Si le rapprochement de l’UE avec la Russie porte les fruits escomptés et que le Kremlin commence effectivement à resserrer ses liens avec l’Europe plutôt qu’avec la Chine, l’équilibre des forces s’éloignera de l’axe États-Unis-Israël, au moins momentanément. Mais cela préparera également le terrain pour ce que Borell a exprimé – peut-être seulement intuitivement – comme la « pression pour choisir son camp ».
L’UE est le plus grand partenaire commercial d’Israël et Borell lui-même a souligné qu’il était important pour l’Europe d’avoir « la meilleure relation avec Israël » alors qu’un nouveau gouvernement de coalition entre Benjamin Netanyahu et Benny Gantz commence enfin à prendre forme dans l’État du Moyen-Orient.
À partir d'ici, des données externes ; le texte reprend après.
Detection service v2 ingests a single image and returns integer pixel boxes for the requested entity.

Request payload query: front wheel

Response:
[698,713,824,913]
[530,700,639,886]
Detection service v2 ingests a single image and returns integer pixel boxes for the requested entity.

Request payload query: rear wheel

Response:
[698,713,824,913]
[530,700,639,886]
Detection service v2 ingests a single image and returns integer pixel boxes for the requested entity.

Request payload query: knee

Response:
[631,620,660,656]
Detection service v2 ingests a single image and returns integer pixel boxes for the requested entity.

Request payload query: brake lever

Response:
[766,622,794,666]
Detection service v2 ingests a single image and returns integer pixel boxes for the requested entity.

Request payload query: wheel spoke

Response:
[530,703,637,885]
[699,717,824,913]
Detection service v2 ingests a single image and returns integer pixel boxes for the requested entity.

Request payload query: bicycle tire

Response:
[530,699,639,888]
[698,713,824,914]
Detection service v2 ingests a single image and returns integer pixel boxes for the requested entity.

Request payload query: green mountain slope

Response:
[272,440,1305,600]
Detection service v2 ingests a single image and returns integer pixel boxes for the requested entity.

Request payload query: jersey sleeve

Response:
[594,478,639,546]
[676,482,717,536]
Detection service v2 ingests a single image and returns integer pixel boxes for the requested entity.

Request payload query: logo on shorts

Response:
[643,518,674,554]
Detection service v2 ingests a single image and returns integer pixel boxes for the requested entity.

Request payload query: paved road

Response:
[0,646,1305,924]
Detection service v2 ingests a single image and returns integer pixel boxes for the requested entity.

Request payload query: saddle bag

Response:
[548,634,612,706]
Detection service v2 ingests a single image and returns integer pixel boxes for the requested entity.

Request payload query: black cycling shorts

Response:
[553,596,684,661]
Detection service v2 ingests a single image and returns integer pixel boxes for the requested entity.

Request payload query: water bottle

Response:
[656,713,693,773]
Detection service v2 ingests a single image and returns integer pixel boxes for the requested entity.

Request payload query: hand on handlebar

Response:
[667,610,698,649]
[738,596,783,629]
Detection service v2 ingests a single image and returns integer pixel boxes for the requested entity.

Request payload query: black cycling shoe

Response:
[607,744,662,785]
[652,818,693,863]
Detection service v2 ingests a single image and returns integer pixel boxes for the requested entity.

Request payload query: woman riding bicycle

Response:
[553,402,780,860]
La rhétorique de Borell sur le soutien à la souveraineté palestinienne pourrait n’être qu’un os jeté aux membres les plus consciencieux de l’UE afin que la « discipline collective » susmentionnée puisse être réalisée et que la Russie puisse être attirée dans le giron et mettre un terme à tout nouveau développement des relations sino-russes.
La position américaine à propos Israël est sans ambiguïté et, outre son scandaleux subventionnement permanent de l’État israélien, le gouvernement étasunien soutient totalement ses plans d’annexion les plus ambitieux à Gaza et au-delà, en totale contradiction avec la position que plusieurs pays européens adoptent actuellement.
Une fois que les couloirs économiques auront été lancés et que la Russie se joindra à eux pour servir de route de la soie aux atlantistes dans toute l’Asie – sans parler de l’« énorme potentiel d’investissement » de la Russie dans les « ressources naturelles, la pêche et le tourisme » – une Chine plus isolée pourrait devenir fatalement vulnérable à une guerre provoquée par Israël et Washington, que l’UE – à ce moment-là – n’aura peut-être pas d’autre choix que de soutenir.